PROPERTY FROM THE DUDLEY AND CONSTANCE GODFREY FOUNDATION
A set of lozenge-carved chairs with similar treatment of the back but variations in the carving of the crest, seat rail, knees and feet is in the collection of Winterthur Museum and was formerly in the collection of Howard Reifsnyder.3 A set of lozenge-carved chairs with similar treatment of the back but variations in the carving of the crest, seat rail, knees and feet is at the White House.4 Another chair was sold in these room from the George Parker collection.5
Two chairs from a related set attributed to Thomas Tufft (died 1788) were sold in these rooms, Property from a Private Collection, January 18, 2003, sale 7866, lot 909. Two other chairs from that set descended in the Smith-Marsh family and were sold in these rooms, Important Americana, January 16-17, 1999, sale 7253, lot 843. An additional chair with a history in the Smith-Marsh family is pictured in American Antiques from Israel Sack Collection, Vol. VII, P5026, p. 1785. Two others are in the collection of the Colonial Williamsburg Foundation.

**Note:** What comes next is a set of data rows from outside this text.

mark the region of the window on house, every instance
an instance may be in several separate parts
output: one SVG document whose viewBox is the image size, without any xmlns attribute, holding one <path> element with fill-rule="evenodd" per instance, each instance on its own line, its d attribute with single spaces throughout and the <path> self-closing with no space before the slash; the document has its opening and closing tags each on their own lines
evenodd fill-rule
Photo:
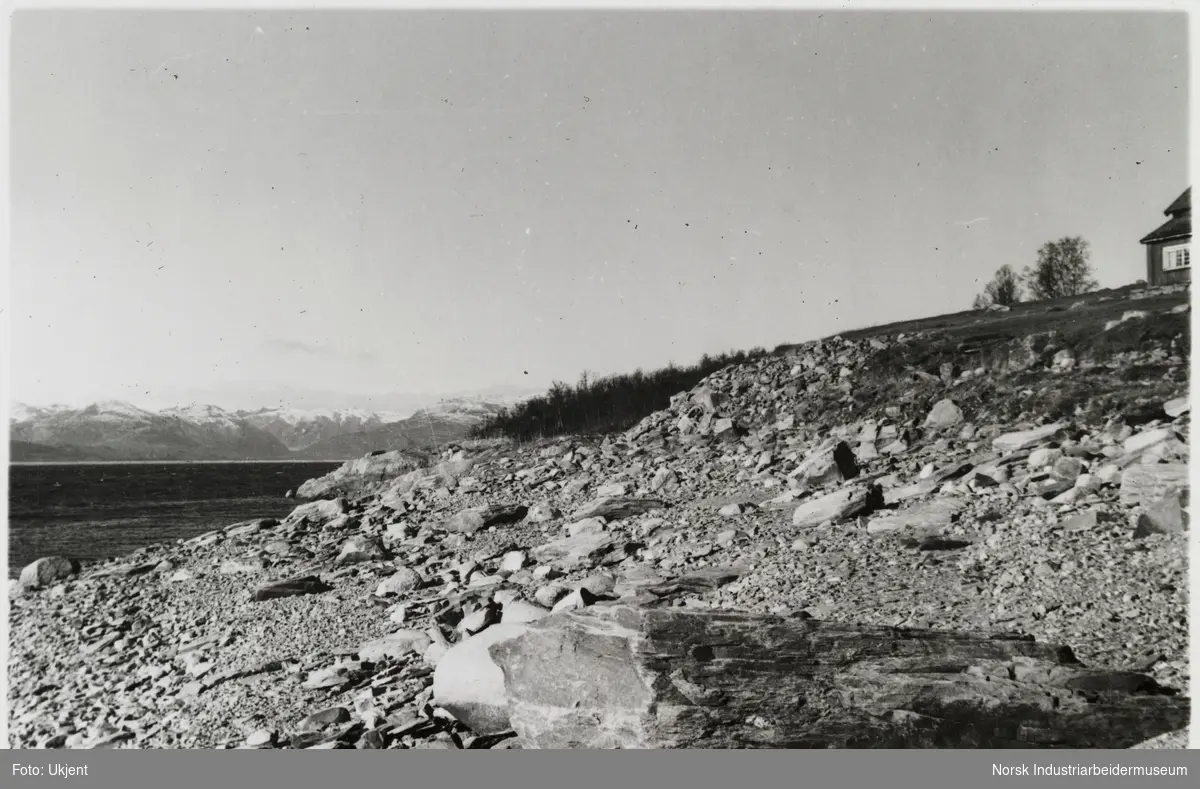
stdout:
<svg viewBox="0 0 1200 789">
<path fill-rule="evenodd" d="M 1192 260 L 1188 254 L 1188 245 L 1179 244 L 1163 249 L 1163 271 L 1176 271 L 1181 268 L 1191 268 Z"/>
</svg>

Three similar chairs bear the label of James Gillingham (1736-1781), a cabinetmaker working on Second Street in Philadelphia from 1768 to 1773.6 Other variations are in the collections of Yale University, Colonial Williamsburg, the Philadelphia Museum of Art, the Metropolitan Museum of Art and Winterthur Museum. Several other examples are illustrated in William Hornor, Blue Book Philadelphia Furniture, 1977, pls. 342-346, 348-9.
1 Thomas Chippendale, The Gentleman & Cabinet-Maker’s Director, London, 1754, pls. XIII, XIIII and XXIV.
2 See Morrison Heckscher, American Furniture in The Metropolitan Museum of Art, New York, 1985, no. 56, p. 102-3, and Edwin Hipkiss, no. 88.
2 See Joseph Downs, American Furniture (New York, 1952, fig. 41).
4 Acc. 970.670.1, and .2.
5 Sotheby’s, New York, The Highly Important Americana Collection of George S. Parker II from the Caxambas Foundation, January 19, 2017, sale 9605, lot 2114,
6 Luke Vincent Lockwood, Colonial Furniture in America, 1926, Volume II, p. 94.